Site Reading Answers Hot! — Worms Put New Life Into Derelict

If you can paste a few sentences from the passage (just the text, not the full copyrighted answer key), I can help you work out the correct answers step by step.

Below is an overview of the passage's themes, followed by the specific answers and explanations for the associated questions. Article Summary: Turning Waste into Wealth

Sean Ince, of Bell‘s department of biology, says: “The idea is that earthworms will contribute in a cumulative way to further soil binding, and that they will aerate and add nitrogen to the soil covering the Hallside site.” At the same time, Scottish Greenbelt has begun planting the area with 250,000 trees – including willow and alder – specially selected for their ability to grow on degraded land. These will have the dual function of extracting contaminants from the soil through their root systems and being harvested for wood burning or chipboard manufacture. worms put new life into derelict site reading answers

Before diving into the answers, let’s summarize the original passage.

Worms Put New Life into Derelict Site: Reading Passage and Answers If you can paste a few sentences from

The Hallside steelworks, which closed in 1979 after more than a century of operation, left behind 30 hectares of heavily compacted, toxic soil, contaminated with heavy metals including chromium, cadmium, and lead. The area lay abandoned until 1990, when a plan by HL Banks and Scottish Greenbelt was approved.

The project used two main types of earthworms: Lumbricus terrestris (garden lobworms) and Aporrectodea longa (black-headed worms).

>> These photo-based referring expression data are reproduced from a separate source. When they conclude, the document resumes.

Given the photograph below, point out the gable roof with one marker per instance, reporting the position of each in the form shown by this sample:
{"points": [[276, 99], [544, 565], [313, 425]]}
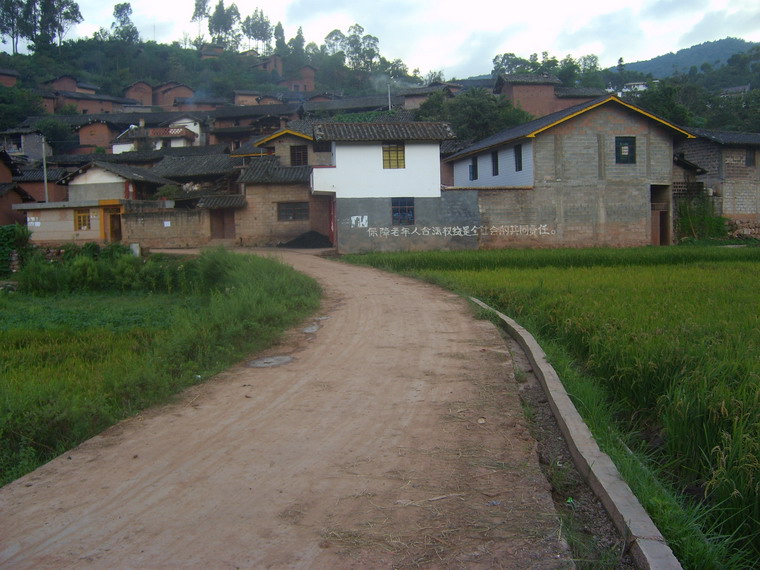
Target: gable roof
{"points": [[396, 131], [533, 128], [728, 137], [134, 173], [268, 170], [187, 167]]}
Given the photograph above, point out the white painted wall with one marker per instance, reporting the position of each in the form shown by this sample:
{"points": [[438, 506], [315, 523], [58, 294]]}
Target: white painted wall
{"points": [[359, 172], [507, 177]]}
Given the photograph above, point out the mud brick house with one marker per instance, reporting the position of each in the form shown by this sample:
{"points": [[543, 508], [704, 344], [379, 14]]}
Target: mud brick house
{"points": [[99, 193], [732, 164], [541, 94], [600, 173]]}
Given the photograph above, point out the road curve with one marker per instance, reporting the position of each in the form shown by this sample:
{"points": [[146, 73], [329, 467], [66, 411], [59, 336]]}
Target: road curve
{"points": [[393, 438]]}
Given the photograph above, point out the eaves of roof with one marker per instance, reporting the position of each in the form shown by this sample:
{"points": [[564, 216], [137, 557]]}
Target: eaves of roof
{"points": [[368, 132], [533, 128], [728, 137]]}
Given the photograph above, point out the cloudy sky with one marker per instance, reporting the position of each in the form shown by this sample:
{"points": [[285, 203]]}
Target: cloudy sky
{"points": [[461, 38]]}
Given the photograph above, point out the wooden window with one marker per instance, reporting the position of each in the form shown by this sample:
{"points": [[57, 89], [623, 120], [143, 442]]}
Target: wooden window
{"points": [[625, 150], [518, 157], [299, 155], [292, 211], [394, 155], [81, 220], [402, 211], [474, 168]]}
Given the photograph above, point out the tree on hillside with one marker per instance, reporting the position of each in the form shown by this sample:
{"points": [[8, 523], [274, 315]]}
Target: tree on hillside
{"points": [[199, 15], [474, 114], [122, 28], [11, 22], [223, 25], [256, 27]]}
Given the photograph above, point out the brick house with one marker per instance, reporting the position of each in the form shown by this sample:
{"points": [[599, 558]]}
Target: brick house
{"points": [[541, 94], [99, 194], [600, 173], [731, 161]]}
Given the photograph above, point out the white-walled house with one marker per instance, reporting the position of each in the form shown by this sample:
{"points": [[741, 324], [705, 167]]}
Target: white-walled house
{"points": [[386, 180]]}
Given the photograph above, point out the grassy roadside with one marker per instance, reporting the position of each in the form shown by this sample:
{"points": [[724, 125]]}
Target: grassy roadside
{"points": [[650, 369], [72, 364]]}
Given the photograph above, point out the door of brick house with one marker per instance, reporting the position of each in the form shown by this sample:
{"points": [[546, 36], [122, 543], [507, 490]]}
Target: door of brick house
{"points": [[222, 224]]}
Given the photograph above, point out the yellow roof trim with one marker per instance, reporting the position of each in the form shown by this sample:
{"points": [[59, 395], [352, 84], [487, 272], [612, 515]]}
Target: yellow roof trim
{"points": [[281, 133], [604, 102]]}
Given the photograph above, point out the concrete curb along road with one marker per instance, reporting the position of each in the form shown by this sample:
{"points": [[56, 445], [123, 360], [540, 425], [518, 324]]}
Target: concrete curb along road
{"points": [[647, 544]]}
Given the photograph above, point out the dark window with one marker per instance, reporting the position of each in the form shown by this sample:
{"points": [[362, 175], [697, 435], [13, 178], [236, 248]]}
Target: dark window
{"points": [[474, 168], [299, 155], [394, 155], [402, 211], [292, 211], [518, 157], [625, 150]]}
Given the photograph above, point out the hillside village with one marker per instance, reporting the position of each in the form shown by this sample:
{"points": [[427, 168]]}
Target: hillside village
{"points": [[162, 167]]}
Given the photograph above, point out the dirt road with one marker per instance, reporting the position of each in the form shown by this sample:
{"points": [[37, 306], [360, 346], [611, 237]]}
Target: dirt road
{"points": [[394, 438]]}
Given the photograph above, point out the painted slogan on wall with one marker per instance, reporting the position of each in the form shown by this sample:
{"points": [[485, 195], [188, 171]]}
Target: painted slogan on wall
{"points": [[522, 230]]}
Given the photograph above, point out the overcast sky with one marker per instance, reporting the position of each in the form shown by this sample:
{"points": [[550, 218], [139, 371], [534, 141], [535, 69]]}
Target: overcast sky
{"points": [[461, 38]]}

These tiny creatures are hermaphrodites, meaning they can reproduce quickly on their own. These will have the dual function of extracting

| Paragraph | Correct Heading | |-----------|----------------| | Paragraph A (Introduction to the site) | | | Paragraph B (Failure of traditional methods) | High cost of conventional clean-up | | Paragraph C (Choosing the worm species) | Nature’s tiny engineers | | Paragraph D (The process of adding worms) | Introducing a biological solution | | Paragraph E (Results after 18 months) | Green shoots of recovery | | Paragraph F (Future applications) | Scaling up for global use |

Paragraph 3 clearly mentions that the worms “will spend the next five to ten years chewing their way through the topping layer to create a soil structure.” Option C (60 years) is mentioned as the time the process would take without worms, not with them.